Below are IDC's Future of Digital Innovation top 10 predictions
Prediction 1: Digital Drives Revenue: By 2025, enterprises that successfully generate digital innovation will derive over 25% of revenue from digital products, services and/or experiences.
Prediction 2: Customer-Facing First: By 2023, organizations that allocate 50+% of their software development projects to customer-facing initiatives will see revenue grow 15% faster compared to those that focus more on internal projects.
Prediction 3: Marketplaces and Acquisitions: To help alleviate the developer skills shortage, 55% of organizations will use cloud marketplaces and tech start-up acquisitions as their most important approaches to software sourcing by 2024.
Prediction 4: Developer Ecosystems: By 2025, companies that have already invested in building a developer ecosystem will expand their customer base by 25%.
Prediction 5: Supply Chain Security: Securing the software supply chain will be a core competency embraced by 75% of large digital innovators by 2023.
Prediction 6: Tech to Go Direct: By 2024 traditional distribution models crumble as 20% of businesses in some sectors use technology to go direct to customers, seeking to improve customer satisfaction and product development.

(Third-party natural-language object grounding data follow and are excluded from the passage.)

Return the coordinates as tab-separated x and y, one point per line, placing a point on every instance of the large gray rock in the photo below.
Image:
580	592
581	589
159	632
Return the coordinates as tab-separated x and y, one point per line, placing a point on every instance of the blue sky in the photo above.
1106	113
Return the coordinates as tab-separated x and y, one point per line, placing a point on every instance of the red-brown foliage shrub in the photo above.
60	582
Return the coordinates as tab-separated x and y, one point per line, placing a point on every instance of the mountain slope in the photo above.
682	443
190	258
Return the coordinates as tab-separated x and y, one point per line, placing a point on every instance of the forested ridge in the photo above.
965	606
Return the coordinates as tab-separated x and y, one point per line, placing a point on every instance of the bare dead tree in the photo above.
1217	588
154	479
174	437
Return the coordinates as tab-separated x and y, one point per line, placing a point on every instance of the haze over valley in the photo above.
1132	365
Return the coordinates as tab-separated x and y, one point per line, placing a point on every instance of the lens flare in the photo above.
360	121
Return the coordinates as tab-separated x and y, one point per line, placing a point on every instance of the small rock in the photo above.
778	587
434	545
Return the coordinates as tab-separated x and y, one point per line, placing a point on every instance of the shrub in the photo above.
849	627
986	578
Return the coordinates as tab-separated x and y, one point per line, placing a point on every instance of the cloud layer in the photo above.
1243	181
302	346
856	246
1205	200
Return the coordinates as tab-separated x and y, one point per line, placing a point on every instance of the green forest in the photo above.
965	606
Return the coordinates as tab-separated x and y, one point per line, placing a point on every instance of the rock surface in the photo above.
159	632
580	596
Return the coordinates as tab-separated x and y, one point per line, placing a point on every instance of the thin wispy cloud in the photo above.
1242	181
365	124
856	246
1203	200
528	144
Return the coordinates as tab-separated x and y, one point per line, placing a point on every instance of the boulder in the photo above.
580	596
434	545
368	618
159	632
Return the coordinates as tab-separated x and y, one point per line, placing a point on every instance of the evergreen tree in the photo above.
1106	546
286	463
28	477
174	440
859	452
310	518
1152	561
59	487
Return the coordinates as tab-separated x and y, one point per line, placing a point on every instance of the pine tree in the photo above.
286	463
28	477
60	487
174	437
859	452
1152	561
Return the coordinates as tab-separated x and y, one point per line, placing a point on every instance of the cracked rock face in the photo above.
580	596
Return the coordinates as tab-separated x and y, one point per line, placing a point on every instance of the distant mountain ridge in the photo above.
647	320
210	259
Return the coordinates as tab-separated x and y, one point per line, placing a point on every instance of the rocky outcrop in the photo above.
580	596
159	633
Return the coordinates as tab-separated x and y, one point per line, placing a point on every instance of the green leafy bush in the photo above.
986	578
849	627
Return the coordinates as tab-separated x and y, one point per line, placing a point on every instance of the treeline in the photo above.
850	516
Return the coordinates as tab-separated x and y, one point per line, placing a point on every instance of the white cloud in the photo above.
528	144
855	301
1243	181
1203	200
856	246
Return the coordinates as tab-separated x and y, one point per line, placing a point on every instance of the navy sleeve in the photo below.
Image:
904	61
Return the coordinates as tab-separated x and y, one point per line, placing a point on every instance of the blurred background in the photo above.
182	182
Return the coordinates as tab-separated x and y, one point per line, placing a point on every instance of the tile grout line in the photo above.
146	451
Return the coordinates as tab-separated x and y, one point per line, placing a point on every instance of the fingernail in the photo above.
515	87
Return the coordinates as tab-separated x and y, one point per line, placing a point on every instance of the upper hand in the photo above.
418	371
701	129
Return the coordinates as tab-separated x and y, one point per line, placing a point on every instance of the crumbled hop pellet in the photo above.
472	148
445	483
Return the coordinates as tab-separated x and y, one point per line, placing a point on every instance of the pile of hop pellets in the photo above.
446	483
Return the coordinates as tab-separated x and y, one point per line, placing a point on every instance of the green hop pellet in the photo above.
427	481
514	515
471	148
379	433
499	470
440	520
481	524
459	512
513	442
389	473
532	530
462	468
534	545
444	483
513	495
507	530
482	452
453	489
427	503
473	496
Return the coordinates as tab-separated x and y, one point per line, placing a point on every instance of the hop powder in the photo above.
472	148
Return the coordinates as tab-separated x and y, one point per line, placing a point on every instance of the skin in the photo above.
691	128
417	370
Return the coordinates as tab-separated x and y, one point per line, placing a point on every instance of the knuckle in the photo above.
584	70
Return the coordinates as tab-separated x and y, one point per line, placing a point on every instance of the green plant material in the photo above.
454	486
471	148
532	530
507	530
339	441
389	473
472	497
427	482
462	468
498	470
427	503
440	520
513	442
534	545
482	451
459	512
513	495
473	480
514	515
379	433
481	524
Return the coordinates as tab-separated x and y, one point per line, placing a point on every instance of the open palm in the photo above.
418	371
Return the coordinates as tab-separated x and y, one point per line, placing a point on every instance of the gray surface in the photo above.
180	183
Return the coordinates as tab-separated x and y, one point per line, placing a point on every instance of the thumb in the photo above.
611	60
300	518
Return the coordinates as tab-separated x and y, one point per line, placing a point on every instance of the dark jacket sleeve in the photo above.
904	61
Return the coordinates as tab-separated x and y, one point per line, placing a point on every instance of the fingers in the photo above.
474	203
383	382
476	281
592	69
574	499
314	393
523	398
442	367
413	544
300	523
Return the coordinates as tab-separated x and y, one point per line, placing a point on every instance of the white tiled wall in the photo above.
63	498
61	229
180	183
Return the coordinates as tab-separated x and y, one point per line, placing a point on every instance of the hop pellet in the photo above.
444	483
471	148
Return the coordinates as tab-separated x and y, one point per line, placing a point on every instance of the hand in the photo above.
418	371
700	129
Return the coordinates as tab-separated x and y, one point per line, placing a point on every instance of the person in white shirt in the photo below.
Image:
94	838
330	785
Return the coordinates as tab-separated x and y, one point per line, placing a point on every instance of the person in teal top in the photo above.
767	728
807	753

Prediction 7: Turning Products to Service: By 2026, 30% of software development teams will be focused on turning traditional products into outcomes as a service.
Prediction 8: Software Development Insourcing: Half the Asia 500 will have insourced software development significantly by 2026, exacerbating the software engineering skills shortage and fuelling interest in software development efficiencies.
Prediction 9: Heterogeneous Teams: By 2024, 55% of successful digitally innovative products will be built by teams that include people with creative, critical thinking, analysis, and automation skills, as well as software engineers.
Prediction 10: Machines as Programmers: By 2026, 60% of newly developed applications will include some automatically generated code, freeing up humans to focus on development tasks that are not easily automated.